Site Petal of the Living Building Challenge: What’s Involved?


The Living Building Challenge (LBC) is comprised of seven performance areas, or “Petals”—Materials, Site, Water, Energy, Health, Equity and Beauty—based on 2.0 version. If you are considering targeting LBC certification, it’s important to know what’s involved with each Petal. In this post, we will explain the intent of the Site Petal and its requirements toward certification.

About the Site Petal

The Site Petal focuses on “restoring a healthy coexistence with nature.” It explains where it is acceptable for people to build, how to protect and restore a place once it is developed and encourages the creation of communities that are based around the pedestrian rather than the automobile. The communities should be supported by local and regional agriculture and focus on relying on “people power” – walking and bicycling – supplemented by shared transit.

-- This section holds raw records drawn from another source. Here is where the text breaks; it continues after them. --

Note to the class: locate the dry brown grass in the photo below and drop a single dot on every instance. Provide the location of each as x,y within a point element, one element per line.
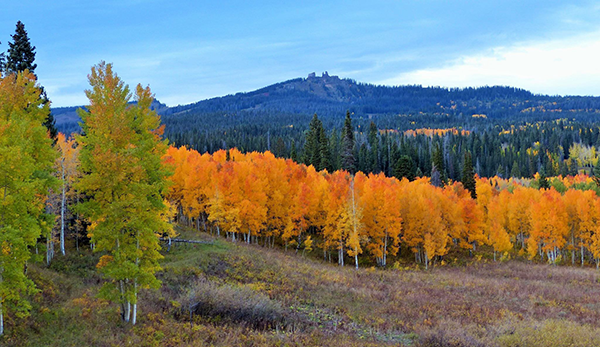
<point>251,296</point>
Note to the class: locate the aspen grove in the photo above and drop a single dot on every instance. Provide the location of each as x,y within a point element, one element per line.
<point>258,198</point>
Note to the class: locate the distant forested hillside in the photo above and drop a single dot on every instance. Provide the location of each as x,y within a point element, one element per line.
<point>510,131</point>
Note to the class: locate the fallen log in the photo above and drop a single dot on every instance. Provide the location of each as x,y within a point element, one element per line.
<point>170,240</point>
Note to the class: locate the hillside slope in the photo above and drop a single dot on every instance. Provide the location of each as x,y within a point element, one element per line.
<point>247,295</point>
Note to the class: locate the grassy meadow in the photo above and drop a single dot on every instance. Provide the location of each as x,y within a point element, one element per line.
<point>234,294</point>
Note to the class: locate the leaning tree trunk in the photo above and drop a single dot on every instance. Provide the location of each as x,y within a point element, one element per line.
<point>63,203</point>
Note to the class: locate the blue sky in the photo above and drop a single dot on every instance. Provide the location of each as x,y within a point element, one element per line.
<point>192,50</point>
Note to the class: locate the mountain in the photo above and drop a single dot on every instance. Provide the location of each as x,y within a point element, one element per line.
<point>331,96</point>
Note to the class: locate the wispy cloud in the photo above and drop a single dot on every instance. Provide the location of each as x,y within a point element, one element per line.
<point>564,66</point>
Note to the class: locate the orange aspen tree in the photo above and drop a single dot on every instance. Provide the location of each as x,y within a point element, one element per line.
<point>549,226</point>
<point>121,152</point>
<point>334,237</point>
<point>497,233</point>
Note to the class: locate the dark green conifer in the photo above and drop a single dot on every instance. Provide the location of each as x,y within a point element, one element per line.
<point>405,168</point>
<point>21,54</point>
<point>347,150</point>
<point>293,152</point>
<point>21,57</point>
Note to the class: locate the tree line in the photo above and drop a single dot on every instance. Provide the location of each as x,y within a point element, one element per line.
<point>258,198</point>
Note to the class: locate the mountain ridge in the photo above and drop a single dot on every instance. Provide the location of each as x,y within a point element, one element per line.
<point>332,96</point>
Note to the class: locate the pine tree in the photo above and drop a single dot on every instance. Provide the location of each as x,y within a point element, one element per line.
<point>347,150</point>
<point>324,154</point>
<point>311,146</point>
<point>26,163</point>
<point>468,176</point>
<point>121,155</point>
<point>543,181</point>
<point>21,54</point>
<point>437,158</point>
<point>405,168</point>
<point>293,152</point>
<point>2,63</point>
<point>21,57</point>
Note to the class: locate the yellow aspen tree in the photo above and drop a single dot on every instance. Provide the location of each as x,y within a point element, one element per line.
<point>68,170</point>
<point>26,165</point>
<point>125,179</point>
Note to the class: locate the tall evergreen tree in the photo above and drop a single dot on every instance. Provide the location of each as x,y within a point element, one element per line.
<point>324,154</point>
<point>405,168</point>
<point>437,158</point>
<point>2,63</point>
<point>311,151</point>
<point>468,175</point>
<point>347,153</point>
<point>21,54</point>
<point>293,152</point>
<point>21,57</point>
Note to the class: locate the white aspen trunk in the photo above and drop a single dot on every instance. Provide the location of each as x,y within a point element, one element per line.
<point>133,320</point>
<point>49,250</point>
<point>128,312</point>
<point>63,204</point>
<point>385,250</point>
<point>1,318</point>
<point>354,225</point>
<point>573,249</point>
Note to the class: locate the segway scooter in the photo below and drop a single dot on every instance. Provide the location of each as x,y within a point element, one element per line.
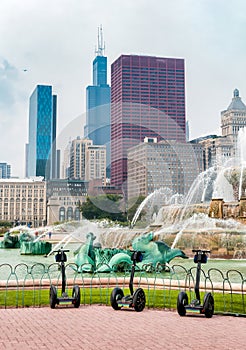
<point>135,300</point>
<point>207,307</point>
<point>61,258</point>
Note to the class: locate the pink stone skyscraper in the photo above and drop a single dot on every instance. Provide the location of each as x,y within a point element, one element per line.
<point>147,100</point>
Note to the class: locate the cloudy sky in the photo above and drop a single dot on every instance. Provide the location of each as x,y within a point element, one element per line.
<point>53,42</point>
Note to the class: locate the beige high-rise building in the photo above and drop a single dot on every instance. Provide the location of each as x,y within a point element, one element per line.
<point>169,164</point>
<point>96,163</point>
<point>87,161</point>
<point>23,201</point>
<point>233,118</point>
<point>219,149</point>
<point>78,151</point>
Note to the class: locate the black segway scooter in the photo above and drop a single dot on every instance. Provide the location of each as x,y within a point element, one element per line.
<point>61,258</point>
<point>207,307</point>
<point>135,300</point>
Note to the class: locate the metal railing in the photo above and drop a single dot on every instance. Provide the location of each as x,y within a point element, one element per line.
<point>23,285</point>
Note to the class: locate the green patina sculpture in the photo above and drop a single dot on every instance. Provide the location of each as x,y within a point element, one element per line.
<point>10,241</point>
<point>156,254</point>
<point>25,241</point>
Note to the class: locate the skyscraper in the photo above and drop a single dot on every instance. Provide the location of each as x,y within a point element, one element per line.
<point>147,100</point>
<point>97,126</point>
<point>41,150</point>
<point>5,171</point>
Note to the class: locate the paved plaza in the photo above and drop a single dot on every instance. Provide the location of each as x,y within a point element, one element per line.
<point>101,327</point>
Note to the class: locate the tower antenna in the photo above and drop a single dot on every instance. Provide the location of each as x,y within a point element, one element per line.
<point>100,43</point>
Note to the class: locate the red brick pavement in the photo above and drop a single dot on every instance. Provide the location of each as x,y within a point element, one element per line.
<point>101,327</point>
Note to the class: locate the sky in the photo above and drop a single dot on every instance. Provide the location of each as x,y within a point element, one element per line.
<point>53,42</point>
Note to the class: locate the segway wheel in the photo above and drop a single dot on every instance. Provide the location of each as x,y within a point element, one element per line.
<point>139,300</point>
<point>117,294</point>
<point>182,301</point>
<point>208,305</point>
<point>53,296</point>
<point>76,296</point>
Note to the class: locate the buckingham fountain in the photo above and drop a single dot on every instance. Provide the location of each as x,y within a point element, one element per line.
<point>181,224</point>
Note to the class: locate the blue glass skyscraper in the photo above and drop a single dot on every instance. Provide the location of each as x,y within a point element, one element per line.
<point>41,151</point>
<point>98,95</point>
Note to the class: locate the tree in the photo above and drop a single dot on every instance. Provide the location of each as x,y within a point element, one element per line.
<point>103,207</point>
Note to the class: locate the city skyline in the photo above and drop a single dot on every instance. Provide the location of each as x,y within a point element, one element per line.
<point>209,35</point>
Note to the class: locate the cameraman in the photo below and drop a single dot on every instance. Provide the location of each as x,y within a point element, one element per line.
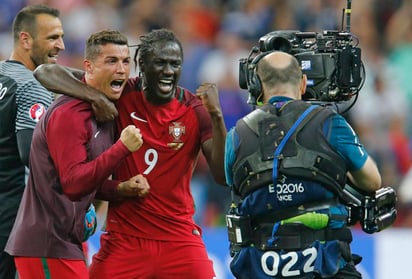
<point>297,226</point>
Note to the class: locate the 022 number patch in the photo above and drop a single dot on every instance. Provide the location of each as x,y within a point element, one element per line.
<point>289,264</point>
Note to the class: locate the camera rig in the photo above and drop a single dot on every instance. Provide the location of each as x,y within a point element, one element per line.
<point>331,61</point>
<point>374,212</point>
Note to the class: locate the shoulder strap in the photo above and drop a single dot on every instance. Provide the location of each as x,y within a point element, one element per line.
<point>286,138</point>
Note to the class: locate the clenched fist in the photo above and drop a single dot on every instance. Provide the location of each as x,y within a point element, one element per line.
<point>131,137</point>
<point>137,186</point>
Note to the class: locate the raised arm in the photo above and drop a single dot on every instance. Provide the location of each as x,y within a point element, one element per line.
<point>214,149</point>
<point>65,80</point>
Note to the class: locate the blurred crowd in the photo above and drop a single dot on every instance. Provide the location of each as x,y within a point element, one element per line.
<point>217,33</point>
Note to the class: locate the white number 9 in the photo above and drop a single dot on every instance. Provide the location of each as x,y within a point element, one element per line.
<point>150,158</point>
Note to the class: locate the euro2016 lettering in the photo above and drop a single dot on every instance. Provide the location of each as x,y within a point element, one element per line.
<point>285,191</point>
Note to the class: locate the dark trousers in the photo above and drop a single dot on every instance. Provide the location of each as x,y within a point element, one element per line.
<point>7,266</point>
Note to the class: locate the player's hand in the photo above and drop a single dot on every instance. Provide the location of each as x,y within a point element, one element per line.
<point>209,94</point>
<point>137,186</point>
<point>131,138</point>
<point>103,108</point>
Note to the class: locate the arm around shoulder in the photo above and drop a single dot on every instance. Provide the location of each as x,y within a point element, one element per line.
<point>66,81</point>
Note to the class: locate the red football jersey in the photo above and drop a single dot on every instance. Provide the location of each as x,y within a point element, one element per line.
<point>172,137</point>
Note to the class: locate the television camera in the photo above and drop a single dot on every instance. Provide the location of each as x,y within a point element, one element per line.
<point>331,61</point>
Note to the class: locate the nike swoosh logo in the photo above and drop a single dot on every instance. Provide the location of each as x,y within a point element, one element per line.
<point>134,116</point>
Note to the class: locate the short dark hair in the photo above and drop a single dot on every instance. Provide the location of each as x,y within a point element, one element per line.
<point>25,19</point>
<point>98,39</point>
<point>157,35</point>
<point>272,76</point>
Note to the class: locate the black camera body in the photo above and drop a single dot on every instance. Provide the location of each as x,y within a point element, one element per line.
<point>374,212</point>
<point>330,60</point>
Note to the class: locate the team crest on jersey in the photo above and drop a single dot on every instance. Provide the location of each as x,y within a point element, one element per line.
<point>177,130</point>
<point>37,111</point>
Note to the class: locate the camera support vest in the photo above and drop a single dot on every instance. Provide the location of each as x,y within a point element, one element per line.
<point>306,155</point>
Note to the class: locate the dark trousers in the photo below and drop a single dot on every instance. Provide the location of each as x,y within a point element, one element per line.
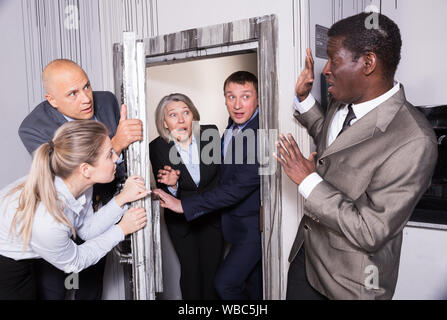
<point>17,279</point>
<point>298,288</point>
<point>240,274</point>
<point>51,282</point>
<point>199,252</point>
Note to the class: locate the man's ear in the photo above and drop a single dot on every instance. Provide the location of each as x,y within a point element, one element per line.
<point>51,100</point>
<point>369,63</point>
<point>85,170</point>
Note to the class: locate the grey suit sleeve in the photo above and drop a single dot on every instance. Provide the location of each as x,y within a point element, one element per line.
<point>382,211</point>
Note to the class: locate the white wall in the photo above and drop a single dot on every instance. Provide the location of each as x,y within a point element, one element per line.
<point>15,160</point>
<point>423,265</point>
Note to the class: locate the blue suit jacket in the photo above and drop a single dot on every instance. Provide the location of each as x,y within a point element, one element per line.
<point>238,194</point>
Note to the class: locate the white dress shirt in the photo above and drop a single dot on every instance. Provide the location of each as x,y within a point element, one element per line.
<point>360,110</point>
<point>52,241</point>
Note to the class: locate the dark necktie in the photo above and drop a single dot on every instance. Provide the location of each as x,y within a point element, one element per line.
<point>347,123</point>
<point>235,130</point>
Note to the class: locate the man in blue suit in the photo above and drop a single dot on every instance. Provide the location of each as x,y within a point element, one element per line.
<point>238,194</point>
<point>69,96</point>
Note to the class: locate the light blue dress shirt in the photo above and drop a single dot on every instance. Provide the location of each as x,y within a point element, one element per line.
<point>52,241</point>
<point>120,157</point>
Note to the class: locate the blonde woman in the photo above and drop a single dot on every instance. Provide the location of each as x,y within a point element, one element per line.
<point>41,214</point>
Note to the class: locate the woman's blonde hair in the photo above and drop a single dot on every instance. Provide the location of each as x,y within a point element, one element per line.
<point>74,143</point>
<point>160,112</point>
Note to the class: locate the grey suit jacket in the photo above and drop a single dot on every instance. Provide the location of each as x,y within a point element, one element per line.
<point>41,124</point>
<point>374,174</point>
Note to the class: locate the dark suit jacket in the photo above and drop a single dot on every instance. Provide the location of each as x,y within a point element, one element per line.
<point>209,177</point>
<point>41,124</point>
<point>238,193</point>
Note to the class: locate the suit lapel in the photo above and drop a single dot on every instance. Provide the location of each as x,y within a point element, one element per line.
<point>364,129</point>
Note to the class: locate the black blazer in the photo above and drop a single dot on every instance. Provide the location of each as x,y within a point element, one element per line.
<point>41,124</point>
<point>209,177</point>
<point>237,195</point>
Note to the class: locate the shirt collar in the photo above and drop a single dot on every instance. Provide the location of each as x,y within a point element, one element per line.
<point>76,205</point>
<point>363,108</point>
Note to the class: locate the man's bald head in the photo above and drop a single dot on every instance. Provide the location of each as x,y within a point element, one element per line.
<point>68,89</point>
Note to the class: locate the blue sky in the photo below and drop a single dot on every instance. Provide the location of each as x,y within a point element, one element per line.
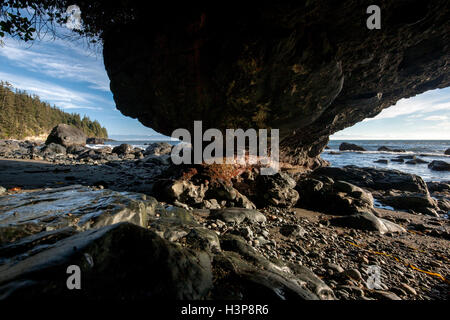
<point>72,77</point>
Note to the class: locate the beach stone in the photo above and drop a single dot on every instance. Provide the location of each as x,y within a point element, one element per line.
<point>119,252</point>
<point>53,148</point>
<point>384,295</point>
<point>238,215</point>
<point>158,149</point>
<point>333,197</point>
<point>203,239</point>
<point>352,273</point>
<point>415,201</point>
<point>83,208</point>
<point>439,165</point>
<point>335,267</point>
<point>184,191</point>
<point>66,135</point>
<point>377,179</point>
<point>344,146</point>
<point>277,190</point>
<point>438,186</point>
<point>262,277</point>
<point>367,221</point>
<point>416,161</point>
<point>292,230</point>
<point>384,148</point>
<point>123,149</point>
<point>408,289</point>
<point>94,140</point>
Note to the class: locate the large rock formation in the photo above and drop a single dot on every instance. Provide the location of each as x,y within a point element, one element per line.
<point>309,68</point>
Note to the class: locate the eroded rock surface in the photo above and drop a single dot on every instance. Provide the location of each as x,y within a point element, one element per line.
<point>310,68</point>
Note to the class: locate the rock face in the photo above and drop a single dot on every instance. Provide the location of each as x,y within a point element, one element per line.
<point>439,165</point>
<point>326,195</point>
<point>137,248</point>
<point>79,207</point>
<point>367,221</point>
<point>350,147</point>
<point>296,66</point>
<point>124,246</point>
<point>377,179</point>
<point>66,136</point>
<point>277,190</point>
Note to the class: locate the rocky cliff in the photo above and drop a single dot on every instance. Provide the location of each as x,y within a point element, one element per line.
<point>309,68</point>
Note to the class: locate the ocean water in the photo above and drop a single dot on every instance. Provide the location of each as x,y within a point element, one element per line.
<point>427,150</point>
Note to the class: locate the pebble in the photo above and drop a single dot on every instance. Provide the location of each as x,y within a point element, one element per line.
<point>408,289</point>
<point>353,273</point>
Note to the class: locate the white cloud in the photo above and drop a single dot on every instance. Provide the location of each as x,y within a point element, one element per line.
<point>60,96</point>
<point>58,59</point>
<point>436,118</point>
<point>417,106</point>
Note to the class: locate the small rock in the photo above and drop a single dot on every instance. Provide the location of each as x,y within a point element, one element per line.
<point>409,289</point>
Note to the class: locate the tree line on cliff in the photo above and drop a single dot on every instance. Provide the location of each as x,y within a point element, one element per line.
<point>23,115</point>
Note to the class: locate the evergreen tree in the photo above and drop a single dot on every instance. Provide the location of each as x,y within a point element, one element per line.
<point>22,115</point>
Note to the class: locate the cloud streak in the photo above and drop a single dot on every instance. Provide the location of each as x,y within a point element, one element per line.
<point>419,106</point>
<point>59,60</point>
<point>60,96</point>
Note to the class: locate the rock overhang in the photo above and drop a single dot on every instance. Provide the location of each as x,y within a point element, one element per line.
<point>307,68</point>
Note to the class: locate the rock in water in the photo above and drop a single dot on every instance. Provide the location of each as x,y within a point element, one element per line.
<point>25,214</point>
<point>377,179</point>
<point>339,198</point>
<point>383,148</point>
<point>277,190</point>
<point>95,140</point>
<point>125,262</point>
<point>124,148</point>
<point>350,147</point>
<point>439,165</point>
<point>53,148</point>
<point>66,136</point>
<point>415,201</point>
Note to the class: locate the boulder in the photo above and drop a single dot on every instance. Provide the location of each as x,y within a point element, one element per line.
<point>416,161</point>
<point>82,208</point>
<point>339,198</point>
<point>387,149</point>
<point>276,190</point>
<point>115,265</point>
<point>238,215</point>
<point>414,201</point>
<point>327,78</point>
<point>251,275</point>
<point>439,165</point>
<point>123,149</point>
<point>53,148</point>
<point>350,147</point>
<point>158,149</point>
<point>376,179</point>
<point>66,136</point>
<point>438,186</point>
<point>94,140</point>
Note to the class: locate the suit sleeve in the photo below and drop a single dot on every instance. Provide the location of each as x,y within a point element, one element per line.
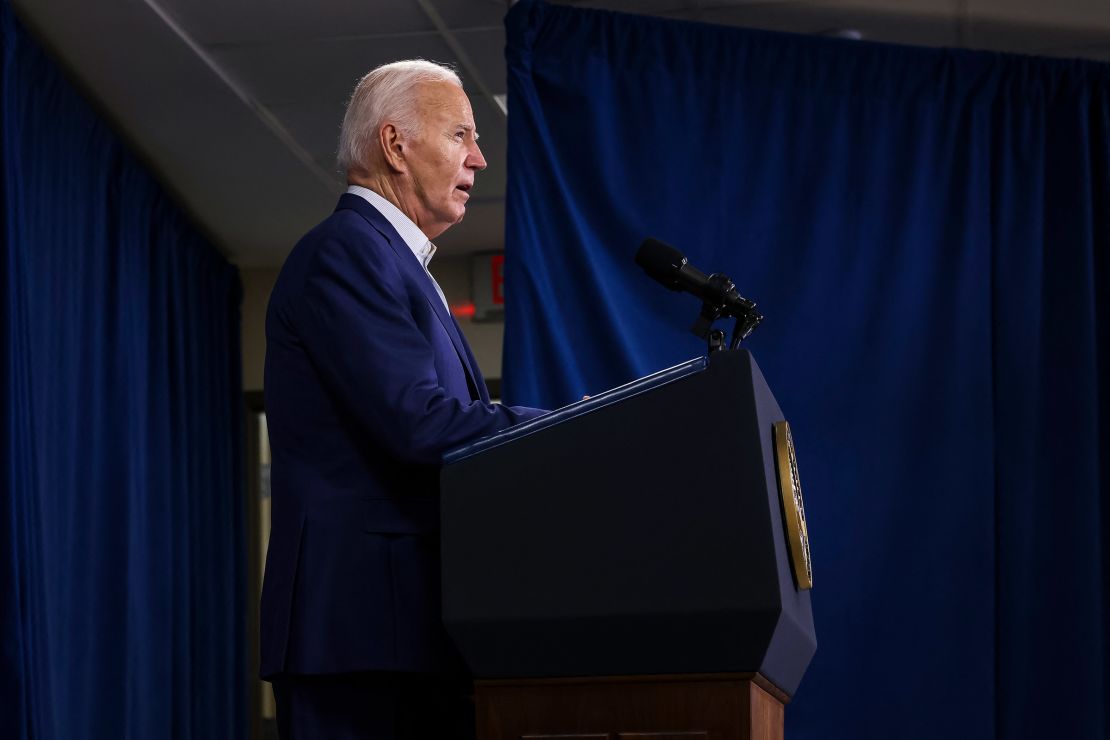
<point>361,336</point>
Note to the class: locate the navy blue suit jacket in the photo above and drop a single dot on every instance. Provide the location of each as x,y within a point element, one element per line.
<point>367,382</point>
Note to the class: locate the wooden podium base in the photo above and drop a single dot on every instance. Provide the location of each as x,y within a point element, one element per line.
<point>687,707</point>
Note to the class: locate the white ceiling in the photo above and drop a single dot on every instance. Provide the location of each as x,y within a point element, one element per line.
<point>235,103</point>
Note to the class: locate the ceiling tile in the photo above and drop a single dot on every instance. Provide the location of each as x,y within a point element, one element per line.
<point>1073,13</point>
<point>486,50</point>
<point>321,72</point>
<point>219,22</point>
<point>471,13</point>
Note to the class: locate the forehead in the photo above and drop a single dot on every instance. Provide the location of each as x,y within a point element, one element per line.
<point>444,102</point>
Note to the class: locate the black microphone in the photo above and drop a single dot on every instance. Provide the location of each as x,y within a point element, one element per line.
<point>673,270</point>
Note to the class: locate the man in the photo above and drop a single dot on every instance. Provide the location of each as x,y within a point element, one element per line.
<point>369,381</point>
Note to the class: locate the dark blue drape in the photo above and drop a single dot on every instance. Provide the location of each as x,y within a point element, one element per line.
<point>927,233</point>
<point>121,523</point>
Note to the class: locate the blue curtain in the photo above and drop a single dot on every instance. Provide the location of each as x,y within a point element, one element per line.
<point>928,234</point>
<point>121,521</point>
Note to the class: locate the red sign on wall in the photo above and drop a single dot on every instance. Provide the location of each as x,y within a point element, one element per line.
<point>487,286</point>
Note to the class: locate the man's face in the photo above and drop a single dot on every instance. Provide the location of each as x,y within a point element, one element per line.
<point>443,158</point>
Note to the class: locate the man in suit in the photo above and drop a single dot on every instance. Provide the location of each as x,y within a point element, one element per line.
<point>369,381</point>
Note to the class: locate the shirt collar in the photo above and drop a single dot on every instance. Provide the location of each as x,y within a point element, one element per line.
<point>416,241</point>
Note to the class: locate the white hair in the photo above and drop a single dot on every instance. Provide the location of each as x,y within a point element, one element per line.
<point>386,93</point>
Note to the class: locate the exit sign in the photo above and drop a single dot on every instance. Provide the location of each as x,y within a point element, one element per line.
<point>487,286</point>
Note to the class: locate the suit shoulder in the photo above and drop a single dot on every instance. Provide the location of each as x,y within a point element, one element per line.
<point>345,244</point>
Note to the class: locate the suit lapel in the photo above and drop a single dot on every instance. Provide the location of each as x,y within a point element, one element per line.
<point>410,263</point>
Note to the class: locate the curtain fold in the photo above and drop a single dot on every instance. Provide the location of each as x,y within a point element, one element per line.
<point>926,231</point>
<point>121,520</point>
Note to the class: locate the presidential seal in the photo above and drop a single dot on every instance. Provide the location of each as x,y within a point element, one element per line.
<point>794,510</point>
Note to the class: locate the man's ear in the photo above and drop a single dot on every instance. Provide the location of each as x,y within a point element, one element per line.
<point>393,148</point>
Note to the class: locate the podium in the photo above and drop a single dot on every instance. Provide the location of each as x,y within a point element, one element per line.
<point>622,568</point>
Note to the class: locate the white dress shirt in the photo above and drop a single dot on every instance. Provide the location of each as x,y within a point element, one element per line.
<point>420,244</point>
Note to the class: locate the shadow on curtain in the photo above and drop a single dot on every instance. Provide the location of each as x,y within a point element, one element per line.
<point>121,518</point>
<point>927,234</point>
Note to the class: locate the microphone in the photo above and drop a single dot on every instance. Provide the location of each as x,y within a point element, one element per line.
<point>673,270</point>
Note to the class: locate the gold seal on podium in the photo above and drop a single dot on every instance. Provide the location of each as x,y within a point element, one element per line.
<point>794,509</point>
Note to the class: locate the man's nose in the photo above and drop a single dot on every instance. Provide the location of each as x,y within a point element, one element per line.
<point>474,160</point>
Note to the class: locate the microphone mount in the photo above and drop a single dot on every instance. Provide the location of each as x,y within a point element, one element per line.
<point>719,296</point>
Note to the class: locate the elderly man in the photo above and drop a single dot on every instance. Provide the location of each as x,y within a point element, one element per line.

The LBC envisions that this Petal will help conserve natural resources that support human health and the farmland that provides food for us. The four parts of the Site Petal are Limits to Growth, Urban Agriculture, Habitat Exchange and Car Free Living.

1. Limits to Growth

This section requires that projects be built on greyfields or brownfields, which are previously developed sites that are not classified as sensitive ecological habitats. These habitats would include wetlands, primary dunes, old-growth forest and native prairie, prime farmland and within the 100-year flood plain. Further, the landscape on-site may only include native and/or naturalized species that emulate density and biodiversity of indigenous ecosystems and supports succession.

2. Urban Agriculture

Using a Floor Area Ratio (F.A.R.) as a basis for calculation, all projects must integrate opportunities for agriculture appropriate to the scale and density of the project. For example, if the project has a F.A.R. of 0.5 ≤ 0.74 then a minimum of 25% of the project area must be used for food production.

3. Habitat Exchange

This requirement states that for each hectare (107,639 square feet) of development, an equal amount of land must be set-aside in perpetuity as part of a habitat exchange.

4. Car Free Living

Each new project should contribute to the creation of walkable, pedestrian-oriented communities. A “car free lifestyle” is defined by the potential for a majority of people living in the neighborhood to have a productive and rich lifestyle without need of a car. Therefore, some projects do not even have parking lots on-site, but instead require people to park off-site and walk to the building.

The Living Building Challenge is a highly prestigious and sought after certification that very few projects have been able to achieve. The Brock Environmental Center is one of Hourigan’s projects targeting this certification in order to become one of the greenest buildings in Virginia.